Four-year-old Za’Mya loves to cuddle and play with her dolls, but she’s also a bit of a tomboy and gives her older brother, Ja’Darius, a run for his money. “We call her the boss,” says the kids’ mom, Nytasha. “But she’s also a sweetheart.”

St. Jude patient Za'Mya hugging her mom in a hospital room.

Za’Mya has been a patient at St.

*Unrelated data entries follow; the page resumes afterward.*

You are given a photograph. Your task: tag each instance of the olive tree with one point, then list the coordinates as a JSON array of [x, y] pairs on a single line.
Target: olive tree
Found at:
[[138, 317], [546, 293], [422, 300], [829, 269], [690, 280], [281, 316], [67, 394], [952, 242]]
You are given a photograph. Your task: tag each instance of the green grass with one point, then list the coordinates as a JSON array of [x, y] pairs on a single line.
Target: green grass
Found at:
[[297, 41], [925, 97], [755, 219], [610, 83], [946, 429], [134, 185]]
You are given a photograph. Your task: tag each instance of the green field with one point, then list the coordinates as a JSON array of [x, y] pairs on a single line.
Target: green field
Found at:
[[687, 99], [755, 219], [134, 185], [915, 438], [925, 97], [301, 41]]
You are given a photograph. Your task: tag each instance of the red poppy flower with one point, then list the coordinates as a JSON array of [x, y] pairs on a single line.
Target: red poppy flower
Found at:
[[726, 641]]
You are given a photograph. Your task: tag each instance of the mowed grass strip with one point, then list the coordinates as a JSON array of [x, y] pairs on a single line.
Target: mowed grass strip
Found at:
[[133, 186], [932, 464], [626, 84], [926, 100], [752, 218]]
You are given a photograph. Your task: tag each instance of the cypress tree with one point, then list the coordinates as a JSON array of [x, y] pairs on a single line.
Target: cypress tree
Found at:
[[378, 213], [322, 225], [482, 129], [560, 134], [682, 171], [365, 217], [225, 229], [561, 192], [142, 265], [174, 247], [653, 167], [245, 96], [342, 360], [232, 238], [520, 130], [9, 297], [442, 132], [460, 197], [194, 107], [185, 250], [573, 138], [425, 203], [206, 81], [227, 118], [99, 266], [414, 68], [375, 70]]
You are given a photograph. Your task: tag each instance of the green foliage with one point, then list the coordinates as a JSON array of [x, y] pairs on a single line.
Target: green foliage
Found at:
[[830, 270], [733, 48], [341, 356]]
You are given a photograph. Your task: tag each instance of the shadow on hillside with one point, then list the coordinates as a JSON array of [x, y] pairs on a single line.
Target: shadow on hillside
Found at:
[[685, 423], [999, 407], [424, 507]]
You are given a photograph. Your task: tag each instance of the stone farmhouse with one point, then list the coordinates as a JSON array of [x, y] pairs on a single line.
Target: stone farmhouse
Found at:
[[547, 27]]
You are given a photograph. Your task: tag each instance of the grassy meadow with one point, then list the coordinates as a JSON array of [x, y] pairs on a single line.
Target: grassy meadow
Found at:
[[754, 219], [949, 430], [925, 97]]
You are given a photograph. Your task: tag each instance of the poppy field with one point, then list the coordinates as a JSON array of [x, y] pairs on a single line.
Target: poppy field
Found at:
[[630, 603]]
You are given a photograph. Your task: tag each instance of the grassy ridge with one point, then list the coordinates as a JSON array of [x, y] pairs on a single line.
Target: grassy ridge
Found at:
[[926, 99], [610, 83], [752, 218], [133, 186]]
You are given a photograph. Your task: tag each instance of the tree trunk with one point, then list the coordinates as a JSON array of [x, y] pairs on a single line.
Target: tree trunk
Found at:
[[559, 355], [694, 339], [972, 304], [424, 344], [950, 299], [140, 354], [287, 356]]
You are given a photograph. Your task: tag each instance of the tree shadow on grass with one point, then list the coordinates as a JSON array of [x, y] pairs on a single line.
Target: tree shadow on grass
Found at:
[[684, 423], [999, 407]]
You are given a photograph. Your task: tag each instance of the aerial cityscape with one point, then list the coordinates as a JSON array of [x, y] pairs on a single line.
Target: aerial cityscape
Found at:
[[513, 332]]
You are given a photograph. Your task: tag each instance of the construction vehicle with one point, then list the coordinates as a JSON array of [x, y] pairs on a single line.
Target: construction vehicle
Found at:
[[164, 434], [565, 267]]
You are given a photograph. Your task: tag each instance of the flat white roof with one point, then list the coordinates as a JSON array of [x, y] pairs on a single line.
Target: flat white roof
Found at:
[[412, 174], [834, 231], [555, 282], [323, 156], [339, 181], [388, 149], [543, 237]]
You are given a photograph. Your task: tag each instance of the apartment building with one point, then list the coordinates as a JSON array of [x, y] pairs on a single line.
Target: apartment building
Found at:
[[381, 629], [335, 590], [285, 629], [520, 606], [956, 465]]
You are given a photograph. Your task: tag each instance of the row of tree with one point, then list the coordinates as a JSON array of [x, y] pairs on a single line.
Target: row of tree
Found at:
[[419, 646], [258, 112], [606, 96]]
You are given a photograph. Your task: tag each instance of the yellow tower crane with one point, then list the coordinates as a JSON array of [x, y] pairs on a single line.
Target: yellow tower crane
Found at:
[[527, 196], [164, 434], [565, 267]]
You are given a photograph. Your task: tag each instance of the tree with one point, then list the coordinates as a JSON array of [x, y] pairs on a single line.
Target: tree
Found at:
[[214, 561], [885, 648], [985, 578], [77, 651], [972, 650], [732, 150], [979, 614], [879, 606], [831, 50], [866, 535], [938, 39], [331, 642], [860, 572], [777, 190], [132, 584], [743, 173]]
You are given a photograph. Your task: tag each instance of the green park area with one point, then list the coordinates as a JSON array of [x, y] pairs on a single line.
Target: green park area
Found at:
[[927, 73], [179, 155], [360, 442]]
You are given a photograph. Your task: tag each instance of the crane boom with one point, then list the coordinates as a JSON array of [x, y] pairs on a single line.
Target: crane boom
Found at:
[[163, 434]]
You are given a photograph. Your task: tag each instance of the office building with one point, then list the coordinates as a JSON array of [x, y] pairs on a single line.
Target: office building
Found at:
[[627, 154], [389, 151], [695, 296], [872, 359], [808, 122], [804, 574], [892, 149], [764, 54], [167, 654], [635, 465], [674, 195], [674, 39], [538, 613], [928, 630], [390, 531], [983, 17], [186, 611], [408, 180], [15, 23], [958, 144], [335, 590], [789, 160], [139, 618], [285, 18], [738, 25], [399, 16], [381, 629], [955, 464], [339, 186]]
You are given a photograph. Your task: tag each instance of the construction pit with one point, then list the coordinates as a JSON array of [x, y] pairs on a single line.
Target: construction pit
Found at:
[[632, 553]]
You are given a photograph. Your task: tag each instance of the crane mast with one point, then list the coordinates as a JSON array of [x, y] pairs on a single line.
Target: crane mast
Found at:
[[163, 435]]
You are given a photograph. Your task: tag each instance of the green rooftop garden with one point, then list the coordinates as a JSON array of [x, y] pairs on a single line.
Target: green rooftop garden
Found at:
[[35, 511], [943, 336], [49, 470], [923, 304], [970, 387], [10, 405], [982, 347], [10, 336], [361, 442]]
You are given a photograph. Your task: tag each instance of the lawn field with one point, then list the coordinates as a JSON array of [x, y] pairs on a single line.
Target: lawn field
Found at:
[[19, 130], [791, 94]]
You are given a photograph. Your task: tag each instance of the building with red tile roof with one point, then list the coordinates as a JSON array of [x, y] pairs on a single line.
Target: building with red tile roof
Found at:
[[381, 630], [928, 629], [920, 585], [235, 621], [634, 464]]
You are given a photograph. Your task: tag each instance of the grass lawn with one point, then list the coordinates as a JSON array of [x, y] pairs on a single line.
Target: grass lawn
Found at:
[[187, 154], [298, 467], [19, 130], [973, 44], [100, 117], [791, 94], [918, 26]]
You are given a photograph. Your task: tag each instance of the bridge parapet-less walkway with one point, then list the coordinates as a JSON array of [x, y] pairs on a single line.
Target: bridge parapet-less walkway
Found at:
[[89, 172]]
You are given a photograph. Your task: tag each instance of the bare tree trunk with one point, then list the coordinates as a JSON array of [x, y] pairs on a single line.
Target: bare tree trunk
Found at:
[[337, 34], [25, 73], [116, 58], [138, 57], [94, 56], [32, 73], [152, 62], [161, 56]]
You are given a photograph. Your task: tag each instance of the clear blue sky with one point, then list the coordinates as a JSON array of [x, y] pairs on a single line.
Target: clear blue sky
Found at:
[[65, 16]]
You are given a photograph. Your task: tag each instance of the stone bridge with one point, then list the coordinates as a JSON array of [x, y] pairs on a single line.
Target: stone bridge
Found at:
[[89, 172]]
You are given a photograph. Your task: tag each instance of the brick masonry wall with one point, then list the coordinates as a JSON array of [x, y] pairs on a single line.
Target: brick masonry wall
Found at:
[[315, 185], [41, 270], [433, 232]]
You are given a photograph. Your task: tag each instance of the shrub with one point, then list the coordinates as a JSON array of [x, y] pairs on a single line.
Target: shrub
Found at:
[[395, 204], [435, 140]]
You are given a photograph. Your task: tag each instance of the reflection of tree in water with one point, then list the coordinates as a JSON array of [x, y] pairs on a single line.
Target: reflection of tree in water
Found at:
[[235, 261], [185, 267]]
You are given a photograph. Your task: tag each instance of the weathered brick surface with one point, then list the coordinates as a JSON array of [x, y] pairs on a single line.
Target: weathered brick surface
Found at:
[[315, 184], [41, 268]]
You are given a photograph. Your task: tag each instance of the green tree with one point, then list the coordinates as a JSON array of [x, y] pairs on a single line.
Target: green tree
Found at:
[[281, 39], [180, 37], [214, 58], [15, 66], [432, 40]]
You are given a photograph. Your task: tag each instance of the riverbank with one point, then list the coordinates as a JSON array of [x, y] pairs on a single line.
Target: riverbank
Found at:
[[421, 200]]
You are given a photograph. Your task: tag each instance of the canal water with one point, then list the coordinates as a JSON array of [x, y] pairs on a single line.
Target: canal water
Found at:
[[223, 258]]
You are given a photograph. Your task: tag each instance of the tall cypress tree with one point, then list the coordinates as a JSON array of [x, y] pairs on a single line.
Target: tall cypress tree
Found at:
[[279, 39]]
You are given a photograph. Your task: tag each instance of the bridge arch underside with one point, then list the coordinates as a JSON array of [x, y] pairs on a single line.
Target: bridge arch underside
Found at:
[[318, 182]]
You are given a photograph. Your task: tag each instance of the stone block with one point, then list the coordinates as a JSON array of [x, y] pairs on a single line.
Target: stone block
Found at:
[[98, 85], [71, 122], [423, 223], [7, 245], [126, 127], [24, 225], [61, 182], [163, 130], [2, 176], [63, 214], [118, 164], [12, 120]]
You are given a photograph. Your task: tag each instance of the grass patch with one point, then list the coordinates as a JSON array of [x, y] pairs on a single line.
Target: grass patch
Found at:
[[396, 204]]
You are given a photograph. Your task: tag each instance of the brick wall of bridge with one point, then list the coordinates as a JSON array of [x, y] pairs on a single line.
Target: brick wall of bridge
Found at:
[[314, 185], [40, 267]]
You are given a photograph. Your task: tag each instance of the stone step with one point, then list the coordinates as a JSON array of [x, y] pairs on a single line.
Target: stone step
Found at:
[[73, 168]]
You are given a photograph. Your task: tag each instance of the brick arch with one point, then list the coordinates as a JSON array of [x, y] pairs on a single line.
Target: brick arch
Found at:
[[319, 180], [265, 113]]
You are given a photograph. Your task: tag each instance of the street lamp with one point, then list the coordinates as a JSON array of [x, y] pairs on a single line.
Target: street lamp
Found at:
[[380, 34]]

Jude Children’s Research Hospital since shortly after birth, when a newborn screening revealed she had sickle cell disease, an inherited blood disorder affecting red blood cells that can cause anemia, pain, organ damage and even death.

“In healthy people, blood cells are like donuts, they’re round,” explained Nytasha. “But when you have sickle cell disease, the cells are like crescent moons, and they can cause pain crises and other problems.”

St. Jude patient Za'Mya laughing while reciving a hug and a kiss from her mom.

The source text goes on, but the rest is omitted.